AFRican Cinema and Revolution
(Seated, L to R, are Zola Maseko, Manthia Diawara, John Akomfrah, and CCH Pounder)
I've been MIA for awhile, off getting inspired so that I can come back with a lot to say. This past weekend's Here & Now Art & Film Conference, in memory of Ousmane Sembene, provided much food for thought.
The panel I attended yesterday, "Contemporary Filmmakers in Conversation," featured Clyde Taylor, Jaquie Jones, CCH Pounder, John Akomfrah (Handsworth Songs, 1986), Balufu Bakupa Kanyinda (Juju Factory, 2007), Zola Maseko (The Foreigner, 1997), Thomas Allen Harris (The 12 Disciples of Nelson Mandela, 2005), Moussa Sene Absa (Teranga Blues, 2007), and Mahama Johnson Traore (Njangaan, 1975).
I wish you could have all been there. It was the single most affecting discussion of AFRica, of representations of AFRicans, of politics and culture, that I have ever participated in. I can only say that the kind of self-determination exhibited by these filmmakers is hard won.
The conversation started with a discussion about the meaning of revolutionary cinema. (Can you imagine?!? If that's where the talk started, you can only imagine where it ended.)
Zola Maseko talks about revolution in AFRican cinema.
We screened Maseko's Drum about the forced removal of residents from Sophiatown in 1950s Johannesburg.

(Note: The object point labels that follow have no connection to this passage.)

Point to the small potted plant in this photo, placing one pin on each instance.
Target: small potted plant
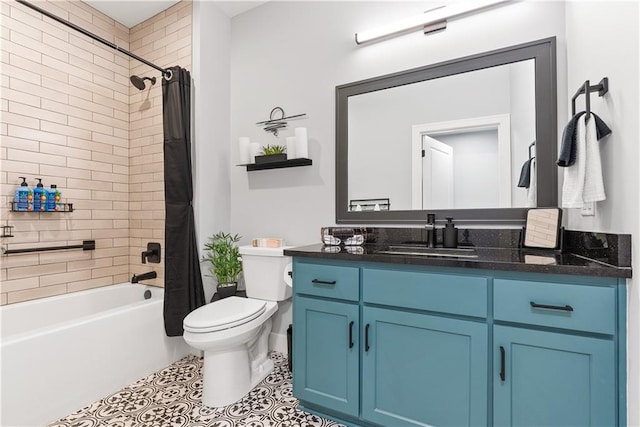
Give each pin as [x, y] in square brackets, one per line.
[272, 153]
[226, 264]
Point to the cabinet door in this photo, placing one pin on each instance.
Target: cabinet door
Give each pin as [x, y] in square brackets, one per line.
[325, 354]
[423, 370]
[552, 379]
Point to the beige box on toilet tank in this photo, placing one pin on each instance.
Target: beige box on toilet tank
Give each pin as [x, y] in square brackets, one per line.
[266, 273]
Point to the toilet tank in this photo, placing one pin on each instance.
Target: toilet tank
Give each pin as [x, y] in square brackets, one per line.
[265, 270]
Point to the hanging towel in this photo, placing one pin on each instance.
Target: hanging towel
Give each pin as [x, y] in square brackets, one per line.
[567, 155]
[573, 184]
[593, 184]
[532, 198]
[525, 174]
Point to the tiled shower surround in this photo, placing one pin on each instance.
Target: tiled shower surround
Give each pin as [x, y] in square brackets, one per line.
[70, 116]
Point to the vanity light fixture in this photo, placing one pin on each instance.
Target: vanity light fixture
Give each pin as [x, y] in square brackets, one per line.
[431, 20]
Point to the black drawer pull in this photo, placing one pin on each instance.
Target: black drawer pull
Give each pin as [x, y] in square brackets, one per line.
[502, 375]
[323, 282]
[351, 334]
[366, 338]
[551, 307]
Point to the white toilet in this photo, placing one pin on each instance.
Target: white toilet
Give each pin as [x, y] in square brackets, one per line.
[234, 332]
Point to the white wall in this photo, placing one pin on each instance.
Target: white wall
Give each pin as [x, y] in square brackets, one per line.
[298, 66]
[294, 54]
[602, 40]
[211, 97]
[476, 168]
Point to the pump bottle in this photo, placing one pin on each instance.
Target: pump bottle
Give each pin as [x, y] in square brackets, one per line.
[39, 197]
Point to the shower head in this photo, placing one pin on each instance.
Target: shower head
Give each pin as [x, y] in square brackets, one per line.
[138, 82]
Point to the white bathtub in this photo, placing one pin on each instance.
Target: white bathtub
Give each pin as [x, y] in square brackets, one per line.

It's a dramatic reenactment starring Taye Diggs as Henry Nxumalo, the journalist who exposed the government's intent to relocate its black residents, which ultimately cost him his life.
During the discussion, Maseko said that he started making the film a few years before the end of apartheid, and was spurred on by Mandela's election as a time of renaissance and rebirth, similar to the kind of energy that captivated 1950s Sophiatown, and spurred Drum to capture urban Black life for the first time.
I asked him why he didn't write the film (he's listed only as the director). He replied that he wrote the first draft of Drum, but Armada Pictures (which contributed $1.5mln, roughly 60 percent of the total cost, to make the film) didn't think his screenplay was Hollywood enough, so they hired another writer to rework it, and he ultimately got the screenwriting credit. (Maseko sued through the WGA and lost the case.)